Judicial Watch filed its initial FOIA request for internal communications between officials, officers, employees of the NLRB as well as communications between the NLRB and the White House, the Internal Association of Machinists and Aerospace Workers, the AFL-CIO, and the Service Employees International Union (SEIU) related to Boeing on July 14, 2010.

While the NLRB acknowledged receipt of the Judicial Watch request, the NLRB failed to comply within the statutory allotted twenty business days and has yet to indicate when it will release the documents.

Judicial Watch’s lawsuit comes as a response to the NLRB’s lawsuit against Boeing for opening a $750 million non-union assembly plant in North Charleston, S.C., to manufacture the Dreamliner plane. The NLRB’s suit claimed that Boeing’s decision to open the plant was retaliation against the International Association of Machinists and Aerospace Workers for the union’s 2008 strikes in the state of Washington.

This is not the first time the NLRB has failed to respond to such requests. In August the Board failed to fully comply with information requests from House Oversight and Government Reform Committee.

“This refusal by NLRB to abide by the law further heightens concerns that this is a rogue agency acting improperly,” committee chairman Rep. Darrell Issa wrote in a statement. “The integrity of NLRB and its leadership is clearly in question.

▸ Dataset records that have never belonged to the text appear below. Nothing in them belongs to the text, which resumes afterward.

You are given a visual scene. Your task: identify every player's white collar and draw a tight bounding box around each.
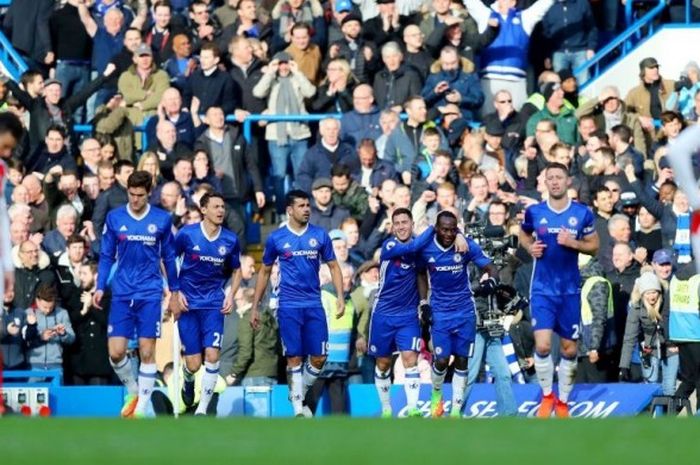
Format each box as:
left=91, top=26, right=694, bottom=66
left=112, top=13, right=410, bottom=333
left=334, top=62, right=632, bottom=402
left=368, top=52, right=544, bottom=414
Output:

The public has a right to know the truth about why a government agency would choose to take action to benefit organized labor that threatens thousands of non-union jobs in South Carolina while setting a precedent impacting manufacturers across the country.”

Judicial Watch has thus turned to the courts to suss out the information.

“There is simply no good reason for the NLRB to keep these records secret — unless it has something to hide,” said Judicial Watch President Tom Fitton. “ Yet again we see that President Obama, through his appointees, is contemptuous of an open and accountable federal government.”